Donc, d'un côté, les forces de Donetsk sont prêtes à libérer leur région de la présence militaire ukrainienne. D'un autre côté, la Russie leur demande d'organiser des élections présidentielles dans lesquelles les candidats de l'Est furent largement dissuadés de participer.
Quelle est la politique de la Russie? Elle n'en a pas. En tout cas à long terme, elle n'en a plus sur le sujet. Elle a des impératifs à court terme et des conflits intérieurs.
Les impératifs à court terme sont simples:
- valider la Crimée comme un fait acquis : la Russie l'a gagnée, c'est tout ce qu'elle voulait, le reste l'intéresse peu et elle ne sait pas encore sortir d'une crise.
- faire payer le gaz de n'importe quelle manière - et semblerait-il presque à n'importe quel prix pour ne pas devoir réagir brusquement - toujours la peur de perdre la face et le pré-paiement semble faire encore plus peur à la Russie qu'à l'Ukraine.
- ne pas tomber sous le coup d'une nouvelle guerre froide économique, le prochain stade des sanctions, car la Russie et les russes en général (pas seulement l'élite) ont pris l'habitude de bien vivre, de voyager et ne veulent pas y renoncer.
Les conflits intérieurs sont tout aussi simples:
- Le mythe de la domination sans partage du conservatisme est avant tout un mythe. Un combat acharné, et bien plus violent que dans nos sociétés qui ont rendues les armes, a lieu entre les tenants de deux groupes: les libéraux atlantistes/mondialistes, les libéraux nationaux.
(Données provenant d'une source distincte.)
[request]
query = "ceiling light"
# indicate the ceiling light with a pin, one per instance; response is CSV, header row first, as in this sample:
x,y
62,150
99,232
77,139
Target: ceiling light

Les uns veulent une politique de destructuration et de désengagement de l'Etat au profit de formes mondialisées de gouvernance, les seconds veulent garder l'Etat comme institution de gestion des affaires publiques.
- Il n'y a pas de conflit entre les tenants d'un retour au soviétisme et des libéraux modernisateurs. Plus personne ne veut sérieusement revenir au mode de gestion soviétique. Mais dans le langage courant, afin de destabiliser le discours nationale, les tenants de la gouvernance étatique sont caractérisés comme soviétisant et passéistes, pour sortir cette modalité de gouvernance du champ du possible et de l'acceptable. Et cela ne concerne pas que la Russie, mais dans la plupart des pays d'Europe les partis politiques ne correspondent plus au partage idéologique de la population, ni au positionnement des questions, puisqu'aucun parti ne pourra dire qu'il est atlantiste et donc que son but n'est pas la défense des intérêts de la population nationale, même si cette politique sera menée par la suite sous un autre nom : le libéralisme.
Donc, cette étrange situation autour de l'Ukraine semble traduire le conflit intérieur qui a lieu en Russie entre ces deux forces, quasiment égales. D'une manière assez inattendue, l'évolution de la crise en Russie pourra peut être enfin mettre fin à la cohabitation de fait au sommet de l'Etat russe en faisant finalement émerger un clan. Bien que V. Poutine affirme être le Président de tous les russes, de toutes tendances etc. Refusant donc lui aussi d'assumer un véritable choix de société.
Un jour la Russie devra comprendre qu'elle doit le faire ce choix, ne serait-ce que pour garder un équilibre institutionnel. Soit elle se positionne comme modèle alternatif, comme certains l'affirment et l'espèrent, soit elle est intégrée dans le concert des nations et dans l'économie internationale sans conflit.
Or, la Russie n'est pas prête à faire ce choix, car elle n'a manifestement pas la force intérieure (politique ou intellectuelle) suffisante pour se poser réellement en modèle alternatif complet, pas seulement concernant le mariage homosexuel ou la femme à barbe, mais en créant un modèle théorique alternatif mêlant valeurs et gouvernance. Pour autant, cette volonté est suffisamment forte pour ne pas pouvoir dire qu'elle y a renoncé. D'où, semble-t-il, le flou de sa politique qui oblige même à poser la question de son existence réelle ou d'une (par ailleurs très bonne) gestion de l'évènement.